I endured their teasing for the rest of the school year. Sixth grade was definitely not my favorite year.
Yeah. I could go on and on.
I’d just finished my sophomore year, and while everyone was busy pairing off, being social, actually doing something with their lives, I was stuck. Stuck in my quiet shell, stuck with the nerd-girl label, stuck as the teacher’s pet. I hated it.
More than anything, I was beyond ready for a change.
“Extra T-shirts, extra shorts.” Mom ticked off the items with her fingers, her gaze meeting mine. “Extra, um, feminine products.”
My cheeks went hot. “I’ve already packed extra everything.” I waved a hand at my open but mostly stuffed duffel bag.
“Okay, good. Good. Wouldn’t want you to run out of necessities. Though I fully plan on sending you care packages. And there’s parents’ weekend, too, so I can always bring you whatever you might need.” Mom was rambling. A sure sign she was upset.
“Mom.” I went to her and took her hand, giving it a squeeze. “I don’t leave for another twenty-four hours. It’s not time to cry yet.”
“I’ll just miss you.” She brushed a stray hair away from my forehead, her gaze soft. “You’ve never left us like this before, for this long. A whole month, hundreds of miles away. With strangers.” She stressed the last word.
That was my favorite part of the plan. Being with strangers, people who don’t know the real me. I could totally reinvent myself. Be whoever I wanted to be. I could demand they call me Ann, tell them I’m the most popular girl at my school, and win the attention of all the hot boys within hours of my arrival.
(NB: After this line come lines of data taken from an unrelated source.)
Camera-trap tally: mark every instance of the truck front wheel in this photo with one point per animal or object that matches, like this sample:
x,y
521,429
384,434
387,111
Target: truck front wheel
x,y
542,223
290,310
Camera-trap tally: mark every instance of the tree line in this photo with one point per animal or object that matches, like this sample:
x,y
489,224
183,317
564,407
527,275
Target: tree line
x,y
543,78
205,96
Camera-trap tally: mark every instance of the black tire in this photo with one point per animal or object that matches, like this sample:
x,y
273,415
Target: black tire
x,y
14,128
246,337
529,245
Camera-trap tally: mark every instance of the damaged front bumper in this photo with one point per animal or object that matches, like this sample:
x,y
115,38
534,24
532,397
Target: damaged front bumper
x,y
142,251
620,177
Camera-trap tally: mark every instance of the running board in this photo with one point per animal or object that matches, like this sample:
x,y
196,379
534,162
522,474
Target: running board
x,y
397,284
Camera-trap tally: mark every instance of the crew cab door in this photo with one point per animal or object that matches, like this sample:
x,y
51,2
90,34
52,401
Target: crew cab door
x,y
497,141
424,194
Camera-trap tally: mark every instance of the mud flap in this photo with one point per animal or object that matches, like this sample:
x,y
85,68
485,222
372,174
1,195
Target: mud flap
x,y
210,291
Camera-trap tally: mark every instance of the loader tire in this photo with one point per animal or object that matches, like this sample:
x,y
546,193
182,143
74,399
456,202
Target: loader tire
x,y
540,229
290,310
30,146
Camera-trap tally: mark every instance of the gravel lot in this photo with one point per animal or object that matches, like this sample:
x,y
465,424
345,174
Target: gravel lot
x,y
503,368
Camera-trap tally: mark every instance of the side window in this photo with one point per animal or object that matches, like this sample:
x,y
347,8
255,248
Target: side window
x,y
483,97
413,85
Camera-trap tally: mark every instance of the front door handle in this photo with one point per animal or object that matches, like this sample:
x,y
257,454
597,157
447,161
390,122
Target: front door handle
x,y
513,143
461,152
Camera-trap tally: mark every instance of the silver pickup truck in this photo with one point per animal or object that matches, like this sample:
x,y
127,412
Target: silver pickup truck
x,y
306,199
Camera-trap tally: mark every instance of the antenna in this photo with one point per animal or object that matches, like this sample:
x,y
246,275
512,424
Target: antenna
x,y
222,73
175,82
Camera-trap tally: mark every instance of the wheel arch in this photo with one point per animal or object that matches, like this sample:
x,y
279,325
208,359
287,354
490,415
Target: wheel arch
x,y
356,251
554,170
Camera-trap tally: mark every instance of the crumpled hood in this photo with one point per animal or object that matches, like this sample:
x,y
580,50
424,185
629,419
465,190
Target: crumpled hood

Though I doubted any of that would really happen. Just because I’m with people who don’t know me doesn’t mean my real self won’t make an immediate appearance. It’s hard for me to open up to new people. Plus, I really don’t like it when someone calls me Ann—I think Annie’s a much cuter name. And I’ve never gotten the attention of a hot boy in my entire life. Well, I have—hello, Wade Johnson—but that was unwanted attention. That I’m great at.
I’d like to change that particularly annoying trait of mine.
Okay, I’m not drop-dead gorgeous with a bubbly, flirtatious personality, not by a long shot. I’m not a hideous troll, either, but come on. Hot guys have never noticed me—unless they’re six and I’m blowing snot bubbles out my nose. Or I write really bad poetry that makes adolescent boys howl with laughter. And that’s not the way I want boys to notice me.
“I’ll be fine,” I reassured Mom, offering her a smile in return, which somehow only seemed to upset her more. Her chin got all wobbly, and she yanked me into her arms, holding me close. I let her smother me with Mom love for a few minutes before I disentangled myself from her embrace. “Seriously, it’s going to be okay. I’ll write you and Dad as much as I can.”
“Which shouldn’t be very much at all. I want you to meet new people and try new things. You need to stay busy and have fun. Don’t worry about us.” She wagged her finger at me before her hand dropped to her side. “I know you feel a little stifled here, so this will be good for you.”
Mom understood. She always had. We moved here when I was two, back to Dad’s hometown; he felt right at home because he was home. Mom, on the other hand, was still considered an outsider, and they’d always treated her that way. So she knew what it was like, to feel like you didn’t fit in. She understood my problems at school, when Dad always blew them off. Not that he was mean about it. He just didn’t get it.
“It’s going to be great,” I told Mom with a genuine smile. My heart did a funny little flip in the center of my chest and I breathed deeply, telling myself everything really would be great.
Going to camp was going to change my life.